Dubai: Australia’s Trade Minister, Andrew Robb, wants the Gulf Cooperation Council (GCC), which includes the UAE, to make a regional free trade agreement a top priority.
“One of my key objectives is to try and encourage the Gulf Cooperation Council to put Australia in the top two for the free trade negotiations that … are about to begin,” the minister said in Dubai on Sunday at the beginning of a weeklong regional visit.
The minister is in the UAE for the third time as part of a trade delegation that includes executives from Qantas, ANZ Bank, the National Bank of Australia and Macquarie Group. Robb will meet with counterparts in the UAE, Saudi Arabia, Kuwait and Qatar along with the GCC whom he said he will push the free trade agreement with.
“My intention this week is to try and convince the GCC and all the member countries that it would be to both our interests,” Robb said.
Australia had bilateral free trade talks with the UAE in 2005 when Shaikha Lubna Al Qasimi was minister of foreign trade. The talks were later suspended in the 2009 when the GCC bloc took over the free trade agreement negotiations of its six members.

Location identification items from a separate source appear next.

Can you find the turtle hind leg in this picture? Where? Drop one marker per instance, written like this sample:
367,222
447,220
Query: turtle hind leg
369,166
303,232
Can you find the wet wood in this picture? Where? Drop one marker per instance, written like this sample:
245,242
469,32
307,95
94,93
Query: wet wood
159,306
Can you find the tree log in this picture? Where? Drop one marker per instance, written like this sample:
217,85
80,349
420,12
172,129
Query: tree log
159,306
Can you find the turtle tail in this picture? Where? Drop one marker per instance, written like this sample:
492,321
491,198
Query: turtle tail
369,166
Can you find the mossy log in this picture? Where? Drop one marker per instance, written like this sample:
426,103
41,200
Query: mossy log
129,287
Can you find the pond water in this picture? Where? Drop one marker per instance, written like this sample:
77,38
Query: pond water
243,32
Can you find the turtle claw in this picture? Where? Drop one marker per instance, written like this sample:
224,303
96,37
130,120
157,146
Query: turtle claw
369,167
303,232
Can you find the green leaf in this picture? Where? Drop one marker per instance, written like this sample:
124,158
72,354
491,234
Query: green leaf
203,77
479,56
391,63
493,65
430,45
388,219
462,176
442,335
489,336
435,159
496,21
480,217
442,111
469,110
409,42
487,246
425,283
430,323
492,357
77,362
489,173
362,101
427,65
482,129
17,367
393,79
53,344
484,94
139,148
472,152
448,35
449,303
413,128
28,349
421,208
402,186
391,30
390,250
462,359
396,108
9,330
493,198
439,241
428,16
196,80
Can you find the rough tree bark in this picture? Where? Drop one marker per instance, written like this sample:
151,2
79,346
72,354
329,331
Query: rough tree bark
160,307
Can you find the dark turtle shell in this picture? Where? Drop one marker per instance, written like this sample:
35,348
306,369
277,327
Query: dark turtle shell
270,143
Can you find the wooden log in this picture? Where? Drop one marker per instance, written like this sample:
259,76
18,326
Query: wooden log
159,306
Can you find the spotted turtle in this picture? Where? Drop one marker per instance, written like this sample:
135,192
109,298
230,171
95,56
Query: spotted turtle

Asked about the obstacles to sealing an agreement, Robb said: “It’s a question of how they [the Gulf] want to see the priorities [but] I understand they’re ready.”
Projects
Australia is looking to attract investment from the Gulf States for $125 billion (Dh459 billion) in road, tunnel, freight rail projects in the pipeline, which Robb said, are “particularly appropriate for so many of the investment companies and the funds that are here in the UAE and other parts of the Gulf”.
The UAE, which Robb said, has “become a very significant trade partner”, has invested $17 billion in Australia through sovereign wealth funds and other vehicles.
There are 350 Australian companies, predominantly in the services industry, in the UAE with more than 16,000 Australian’s living in the country. “The opportunity to extend that is enormous,” Robb said.
Last year, Australia signed free trade agreements with China, Japan and South Korea.